Inflasi Global, Manufaktur RI Bakal Sulit Dapat Bahan Baku, Masyarakat Didorong Pakai Produk Lokal
inflasi global berdampak cukup besar bagi manufaktur Indonesia, dimana industri mulai sulit mendapatkan bahan baku.
Editor: Sanusi
Laporan Wartawan Tribunnews.com, Lita Febriani
TRIBUNNEWS.COM, JAKARTA - Inflasi tengah menjadi momok baru bagi negara-negara di dunia. Sebut saja negara adidaya seperti Amerika yang mengalami inflasi 8,6 persen, yang menjadi angka tertinggi sejak 41 tahun lalu.
Kemudian ada Inggris yang tingkat inflasi yang menuju di atas 11 persen, sementara beberapa negara Eropa mulai masuk ke inflasi zona Euro mencapai 8,6 persen pada bulan Juni.
Sedangkan Indonesia, inflasi di negeri ini masih terbilang lebih kecil ketimbang negara-negara di atas, dimana pada Juni 2022 tercatat 4,35 persen.
Akan tetapi, inflasi global berdampak cukup besar bagi manufaktur Indonesia, dimana industri mulai sulit mendapatkan bahan baku.
Baca juga: Inflasi Melonjak, Jerman Catat Defisit Perdagangan Bulanan Pertama Sejak 1991
Direktur Jenderal Industri Agro Kementerian Perindustrian Putu Juli Ardika, mengatakan inflasi paling tinggi berpengaruh pada logistik dan bahan baku.

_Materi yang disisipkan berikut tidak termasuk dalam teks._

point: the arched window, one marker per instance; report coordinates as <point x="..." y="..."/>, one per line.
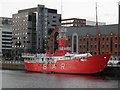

"Memang inflasi yang paling tinggi itu berpengaruh pada transportasi atau logistik. Nah yang kedua yang inflasinya sangat tinggi adalah produk-produk industri yang masih banyak kandungan impornya. Dua itu yang paling utama sekali, sehingga sekarang di Kementerian Perindustrian hal itu salah satu yang didorong bagaimana secara nasional benar-benar harus menggunakan produk-produk dalam negeri," tutur Putu saat ditemui di Kantor Kementerian Perindustrian, Jakarta, Selasa (5/7/2022).
Untuk menjaga kinerja industri, Pemerintah mendorong berbagai kebijakan, diantaranya melalui gerakan Buy Indonesian Product.
Baca juga: Thailand Juga Dilanda Lonjakan Inflasi, Tertinggi Sejak 14 Tahun Terakhir
Putu menambahkan, Presiden bersama Menko Perekonomian dan Menteri Perindustrian telah mengarahkan berbagai instansi dan lembaga pemerintah untuk memanfaatkan anggarannya dengan membeli berbagai produk buatan dalam negeri.
"Memanfaatkan anggaran pemerintah untuk mengutamakan pembelian produk dalam negeri. Ini akan membantu karena dengan impor turun, industri dalam negeri akan naik dan pertumbuhan juga naik," ungkapnya.
Inflasi 2022 Diprediksi Melesat Hingga 4,5 Persen
Menteri Keuangan Sri Mulyani Indrawati memperkirakan laju inflasi sepanjang tahun ini dapat mencapai 4,5 persen (year on year/yoy).
"Inflasi mengalami tekanan 3,5 persen sampai 4,5 persen," kata Sri Mulyani Indrawati saat rapat kerja dengan Badan Anggaran DPR RI, Jakarta, Jumat (1/7/2022).
Adanya perihal tersebut, Direktur Center of Economic and Law Studies (Celios) Bhima Yudhistira langsung memberikan komentar.
Dirinya melihat sudah mulai ada tanda-tanda inflasi mengarah ke stagflasi.
Sebagai informasi, seperti dilansir Kompas, stagflasi adalah kondisi ekonomi yang ditunjukkan dengan pertumbuhan ekonomi yang melemah dan angka pengangguran yang tinggi.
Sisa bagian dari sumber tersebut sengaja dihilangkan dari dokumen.